Stryker's War
Order of the Centurion • Book 3
by Josh Hayes, Jason Anspach, Nick Cole
Why You'll Love This
When the enemy refuses to stand and fight, a single outnumbered platoon discovers that winning a battle and winning a war are completely different problems.
- Great if you want: boots-on-the-ground military sci-fi with insurgency-level complexity
- The experience: fast and tense — short chapters keep pressure building constantly
- The writing: Hayes, Anspach, and Cole write squad-level action with convincing tactical instinct
- Skip if: you want standalone entry points — series context matters here
About This Book
On a contested mining world, Stryker Company steps into a war that refuses to look like one. No clean fronts, no enemy willing to stand in the open — just roadside ambushes, sabotage, and locals whose loyalties shift like sand. Two squad leaders, Talon and Lankin, are stretched thin trying to hold a situation together with a fraction of the men and resources the mission demands, while the threat of full-scale insurgency builds quietly around them. It's the kind of fight where doing everything right still might not be enough.

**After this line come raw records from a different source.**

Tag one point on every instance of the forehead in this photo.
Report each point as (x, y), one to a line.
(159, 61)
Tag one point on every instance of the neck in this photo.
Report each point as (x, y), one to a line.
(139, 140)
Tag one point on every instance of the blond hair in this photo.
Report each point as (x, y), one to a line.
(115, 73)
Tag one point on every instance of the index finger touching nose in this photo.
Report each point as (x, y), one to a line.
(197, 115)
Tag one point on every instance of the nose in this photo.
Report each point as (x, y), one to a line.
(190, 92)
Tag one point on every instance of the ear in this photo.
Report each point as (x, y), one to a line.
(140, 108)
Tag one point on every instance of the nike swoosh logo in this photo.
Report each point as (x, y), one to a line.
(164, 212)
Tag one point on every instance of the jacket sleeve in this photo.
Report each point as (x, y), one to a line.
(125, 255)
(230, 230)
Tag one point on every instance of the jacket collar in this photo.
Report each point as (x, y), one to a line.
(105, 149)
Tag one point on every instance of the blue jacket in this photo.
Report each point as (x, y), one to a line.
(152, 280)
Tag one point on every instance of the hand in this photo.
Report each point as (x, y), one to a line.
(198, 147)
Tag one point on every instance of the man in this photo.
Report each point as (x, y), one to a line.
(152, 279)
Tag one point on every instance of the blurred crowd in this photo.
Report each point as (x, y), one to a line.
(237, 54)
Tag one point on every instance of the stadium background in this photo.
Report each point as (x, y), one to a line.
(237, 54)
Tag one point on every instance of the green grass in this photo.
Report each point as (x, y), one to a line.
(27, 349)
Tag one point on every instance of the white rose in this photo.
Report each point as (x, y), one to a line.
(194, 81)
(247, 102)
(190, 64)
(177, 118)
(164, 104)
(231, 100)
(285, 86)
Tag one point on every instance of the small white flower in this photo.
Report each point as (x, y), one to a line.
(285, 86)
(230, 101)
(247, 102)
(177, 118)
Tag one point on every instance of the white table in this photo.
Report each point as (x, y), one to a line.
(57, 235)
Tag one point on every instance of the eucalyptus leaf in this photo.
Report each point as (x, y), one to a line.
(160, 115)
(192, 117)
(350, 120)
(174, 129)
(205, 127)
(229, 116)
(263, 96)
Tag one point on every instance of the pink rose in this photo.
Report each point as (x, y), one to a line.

What sets this entry apart in the Order of the Centurion series is its focus on the grinding, unglamorous work of small-unit soldiering. Hayes, Anspach, and Cole resist the pull toward spectacle, keeping the story tight and ground-level — the tension lives in squad decisions, fractured trust, and the space between orders and reality. At 205 pages, it moves without waste, delivering the kind of lean military fiction that trusts readers to feel the weight in what goes unsaid as much as what's on the page.